5 examples of exceptional design moments in film
It’s awards season, and rather than predictably sing the praises of A-listers, we’re focusing on design. Our designers Sam, Alessandro and Ammar give examples of exceptional design moments in film, as well as graphic designers that have reshaped cinematography.
With an impressive line up featuring the likes of Saul Bass, the DIN typeface and interpolated rotoscoping, this is far from your usual mix.
1) Best opening credits
North by North West
Web and UI Developer, Ammar, insists we give something to Saul Bass, the graphic designer who changed the face of film. “Before the advent of Bass’ title sequences in the 50s, titles were generally static, separate from the film and often just projected onto the cinema curtains.
North by North West completely changes that – the titles are brought to life as they slide up and down the screen, imitating lifts. Bass invented a new type of kinetic typography for Hitchcock that inspired many other designers, so his work is hugely significant.”
2) Best poster
Designer Alessandro nominates Lars Von Trier’s Nymphomanic for best poster. “The posters take entirely different approaches whilst successfully maintaining a unified look and feel.
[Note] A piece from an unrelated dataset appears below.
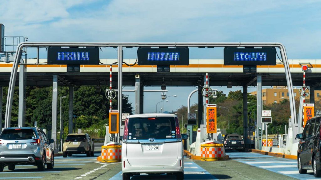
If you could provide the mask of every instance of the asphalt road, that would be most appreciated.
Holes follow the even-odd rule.
[[[122,179],[120,163],[97,162],[101,144],[95,144],[93,157],[74,155],[64,158],[56,157],[53,169],[38,171],[36,166],[18,166],[14,170],[5,168],[0,173],[0,179],[41,179],[48,180],[118,180]],[[193,161],[186,159],[185,179],[277,180],[313,179],[313,174],[299,174],[295,160],[287,160],[253,153],[229,152],[230,159],[213,162]],[[175,179],[174,176],[142,174],[132,180]]]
The first poster is 100% typographic – the bold positioning of the parentheses definitely makes it stand out from its competitors. The modern serif typeface creates an overall clean look and feel, creating a sense of elegance while remaining explicit.
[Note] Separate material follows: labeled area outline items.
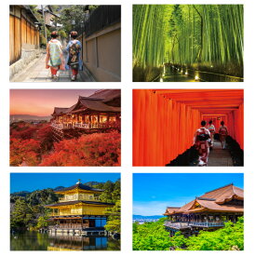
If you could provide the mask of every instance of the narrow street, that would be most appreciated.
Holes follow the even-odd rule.
[[[17,74],[10,82],[71,82],[70,71],[59,71],[58,79],[53,80],[50,69],[46,69],[46,53],[34,60],[22,72]],[[76,82],[94,82],[85,71],[80,71]]]

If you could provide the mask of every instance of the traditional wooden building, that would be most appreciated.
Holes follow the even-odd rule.
[[[102,235],[107,216],[104,213],[112,203],[101,202],[103,192],[81,183],[55,191],[62,198],[56,204],[45,206],[52,209],[49,232],[77,235]]]
[[[168,207],[166,229],[173,236],[177,231],[189,236],[200,230],[216,230],[224,222],[236,222],[244,213],[244,191],[233,183],[209,191],[181,207]]]
[[[9,64],[39,48],[40,23],[29,6],[9,6]]]
[[[51,127],[57,141],[83,133],[120,128],[121,91],[102,89],[89,97],[79,96],[69,108],[55,107]]]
“The second poster showcases photo realism at its best, with completely unrestrained expressions on the actors’ faces. The poster retains a minimal look and feel with the white background and naked actors – everything is literally stripped back. Both posters are sophisticated – they are distinctly controlled and not animalistic, as you might perhaps expect. It’s impressive to be able to create this kind of look and feel whilst displaying what’s probably the most intimate, personal expression on a poster.”
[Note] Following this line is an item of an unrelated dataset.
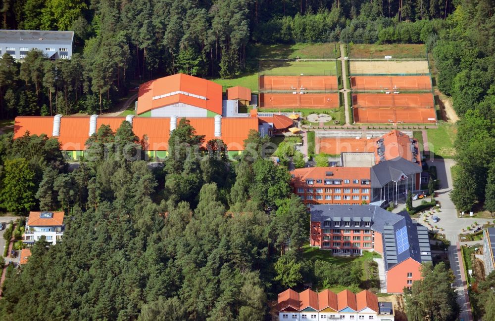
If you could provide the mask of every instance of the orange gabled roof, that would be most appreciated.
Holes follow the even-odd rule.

3)Best use of type in film
Scott Pilgrim Vs. The World
For Sam, Head of Digital, the use of type in Edgar Wright’s Scott Pilgrim Vs. The World deserves attention. “Wright’s incorporation of design into the fabric of the film – rather than it being a secondary device – is very impressive. Through this technique, Wright has created a strong synergy between the film and the original graphic novels by Bryan Lee O’Malley.”
Storyboard artist Oscar Wright says: “the idea was to have text-style graphics look like they just exist in the scene. They would never stay around for much longer than the accompanying sound effect, and they should never just look like an overlay. Even the fun facts interact with the action on screen here and there.”
4) Best integrated campaign
The Wolf of Wall Street
Alessandro gives best integrated campaign to Scorsese’s The Wolf of Wall Street. “What struck me most about the branding for this film is that it doesn’t rely on photography.
As we’re experts in Photoshop now, many films take full advantage of this – just look at Gatsby and all of the textures and colours it uses. The Wolf strips all of this away; it’s refreshing to see such a flat, minimalist treatment. The poster follows the principles of the DIN typeface; the two go hand in hand. DIN is a very corporate, upright and bold typeface, which entirely complements the context of the film. Seeing the banner on buses around London was very eye-catching – the combination of black and yellow immediately signals danger, again reinforcing just how on-brand the design for this film is.”
5) Best graphic treatment
A Scanner Darkly
For Sam, Richard Linklater’s A Scanner Darkly showcases one of the most memorable uses of design in film. “The technique adds to the darkness of the film, as the real world has come to resemble the dark world of comic books. The process behind it all is really interesting, too. It was filmed digitally and then transferred to QuickTime for a 15 month animation process called interpolated rotoscoping. This 2D animation style mixes heavy black lines with shapes of solid colour to create a realistic image.
Many films have used this technique – Walt Disney used it in Snow White and the Seven Dwarfs as early as 1937. Today, you’ll definitely recognise the style in Grand Theft Auto.”